O quinto andar da Whitney Biennial, que reúne a maioria das suas obras, é uma galeria aberta, com estruturas em planos transversais e respiro quase nulo entre as atmosferas de cada artista. Uma iluminação branda submerge o andar de uma ponta à outra, tornando as obras inseparáveis, e suas instalações, contíguas entre si. Com isso, pretende-se destacar a coerência da curadoria frente a brancura inerte do salão, num "gesto para o interlúdio", como se diz no texto curatorial. A disposição do espaço lembra as arquiteturas abertas de um modernismo mais formalista (inclusive anterior ao modernismo americano que funda o Whitney), como o da La Ricarda ou dos projetos de Ming Pei, mas também é de uma desordem desconcertante. Espalhados sobre as tábuas corridas do assoalho, obras com uma leveza quase excessiva: tons pastéis, aquarelados, lúdicos, entorpecentes. A ambiência da galeria parece perfeitamente representada pelo tríptico impressionista de Leidy Churchman, que traça uma malha absorvente do mundo natural e a antepõe com abstrações inofensivas e ocidentalizadas da filosofia budista, fazendo o sfumato primaveril de Monet se degradar em feminilidade de horóscopo new age.

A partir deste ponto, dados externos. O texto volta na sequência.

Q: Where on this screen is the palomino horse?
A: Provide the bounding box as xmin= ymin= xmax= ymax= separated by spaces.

Na galeria branca do quinto andar, só nos fechamos na caixa preta de uma instalação em uma obra: ao centro e à direita da entrada, uma esquadra de lençóis esconde um pequeno cardápio de trabalhos da vanguardista coreana Theresa Hak Kyung Cha, assassinada tragicamente em 1982. Ao olhar aproximado, no entanto, o  faux-galpão parece conter mais uma reunião dos arquivos medíocres de uma grande artista que uma homenagem propriamente falando [situação comparável à que algumas galerias nova-iorquinas têm feito com os espólios mais rasteiros de Etel Adnan]. Cha, autora do inimitável Dictee, é até bem representada por alguns trabalhos interessantes, que falam de presença e inscrição de traços, da memória como pontilhismo, do entre-lugar entre a voz e o eco ou o pensamento e a enunciação; os amontoados de cartas e poesias concretas chamam a atenção para a faticidade das mediações, sobre o remetente enquanto estoque — contractor e distensor — de vidas. Mas a outra metade dos trabalhos arrasta tudo da poética transcendente do intervalo a um circo de oferendas ridículas, como na série Black and Blue, que já seria bastante apagada se estivéssemos mesmo em 1976, quando mimeografia ainda era uma novidade com a qual se experimentar seriamente. 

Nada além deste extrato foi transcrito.